Dijital dönüşüm liderleri CDO’lar

Murat YILDIZ
Murat YILDIZ TEKNO STRATEJİ [email protected]


Türkiye’de 2010 yılından bu yana CIO dergisini yayınlıyoruz. Chief Information Officer yani bilgi teknolojileri yöneticilerinin rolleri uzun zamandır bir değişim içerisinde. 90’lı yıllarda muhtemelen C seviyesinde böyle bir yönetici Türkiye’de neredeyse hiçbir şirkette yoktu. Teknik ekiplerden biri olan bilgi işlemciler, ofislerde bilgisayarları tamir eder, network kabloları çeker ya da yazıcının toner değişiminden sorumlu olurlardı. Ancak teknolojinin giderek iş yapış biçimini değiştirmesi ve karmaşık yazılım ve donanım sistemlerinin gelmesi ile birlikte Bilgi İşlem Müdürlükleri oluşmaya başladı. Özellikle banka ve finans kuruluşları başta olmak üzere birçok şirkette yüzlerce çalışanı olan departmanlar oluşturulmaya başlandı. CIO’ların bu dönemde temel görevleri var olan teknolojileri şirket içerisine uygulamak, bu sistemlerin düzgün çalışmasını sağlamak ve sürekli güncel tutmaktı. Büyük teknoloji dönüşümleri yaşandığında diğer departmanlar ile koordineli bir şekilde bu dönüşümü şirket içerisinde gerçekleştirmeleri gerekiyordu.

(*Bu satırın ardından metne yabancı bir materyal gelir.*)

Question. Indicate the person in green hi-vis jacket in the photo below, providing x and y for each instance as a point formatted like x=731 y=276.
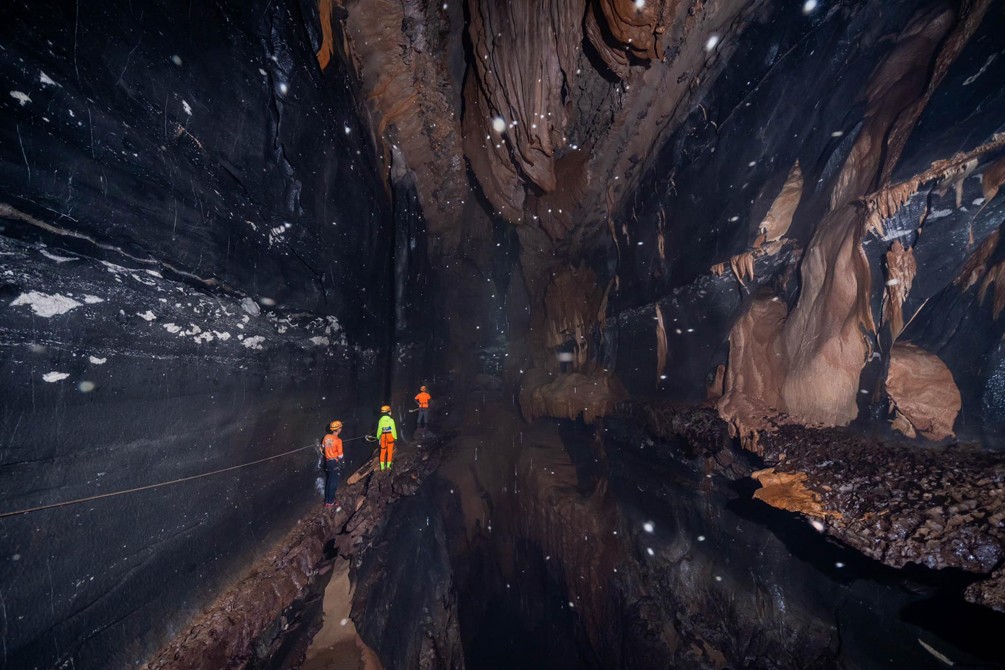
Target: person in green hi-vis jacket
x=387 y=433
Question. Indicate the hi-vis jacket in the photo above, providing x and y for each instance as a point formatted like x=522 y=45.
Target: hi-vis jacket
x=387 y=425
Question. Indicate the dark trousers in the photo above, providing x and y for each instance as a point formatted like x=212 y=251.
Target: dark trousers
x=332 y=468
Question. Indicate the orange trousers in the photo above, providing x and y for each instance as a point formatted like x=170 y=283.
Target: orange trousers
x=386 y=451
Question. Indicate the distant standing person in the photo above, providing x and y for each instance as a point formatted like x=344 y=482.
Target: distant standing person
x=332 y=448
x=387 y=433
x=423 y=400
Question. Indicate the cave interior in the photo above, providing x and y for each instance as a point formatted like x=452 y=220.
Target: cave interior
x=708 y=294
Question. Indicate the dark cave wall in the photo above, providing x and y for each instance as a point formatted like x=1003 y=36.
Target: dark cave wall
x=197 y=273
x=794 y=91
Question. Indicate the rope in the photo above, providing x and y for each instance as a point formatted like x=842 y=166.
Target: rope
x=150 y=486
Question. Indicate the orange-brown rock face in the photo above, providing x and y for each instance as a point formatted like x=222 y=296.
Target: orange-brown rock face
x=822 y=346
x=923 y=392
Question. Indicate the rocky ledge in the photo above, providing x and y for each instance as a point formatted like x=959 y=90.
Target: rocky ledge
x=897 y=503
x=252 y=620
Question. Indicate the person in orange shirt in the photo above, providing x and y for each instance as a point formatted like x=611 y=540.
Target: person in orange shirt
x=387 y=435
x=332 y=448
x=423 y=400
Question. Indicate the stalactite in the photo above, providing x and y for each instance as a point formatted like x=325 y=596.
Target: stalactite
x=328 y=43
x=660 y=343
x=900 y=270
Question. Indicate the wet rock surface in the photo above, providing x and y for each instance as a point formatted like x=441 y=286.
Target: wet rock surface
x=265 y=620
x=898 y=503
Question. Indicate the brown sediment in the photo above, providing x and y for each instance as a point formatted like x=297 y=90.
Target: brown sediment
x=337 y=646
x=660 y=343
x=787 y=490
x=779 y=218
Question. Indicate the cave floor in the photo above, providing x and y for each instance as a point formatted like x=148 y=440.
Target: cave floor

Şimdi ise yepyeni bir çağdayız. Artık şirket içerisinde herkes CIO kadar olmasa bile teknolojiden anlıyor. Son kullanıcılara yönelik geliştirilmiş birçok teknoloji, şirketlerin iş süreçlerine yanlışlıkla ya da zorla dahil oluyor. Örneğin çalışanlar bir anda USB bellekler ya da WeTransfer gibi uygulamalar üzerinden dosya paylaşmaya başlıyor. Ya da Google Drive gibi online depolama alanlarında dosyalarını saklıyor. Bilgisayarından memnun değilse, satın aldığı tablet üzerinden e-postalarını kontrol ediyor, seyahatlere kendi tabletini götürüyor. Buna Shadow IT yani Gölge teknoloji diyoruz. Ve her ne kadar şirketlerin güvenliği ve sürdürülebilirlik açısından ciddi riskler barındırsa bile bu mesele giderek büyümeye devam ediyor.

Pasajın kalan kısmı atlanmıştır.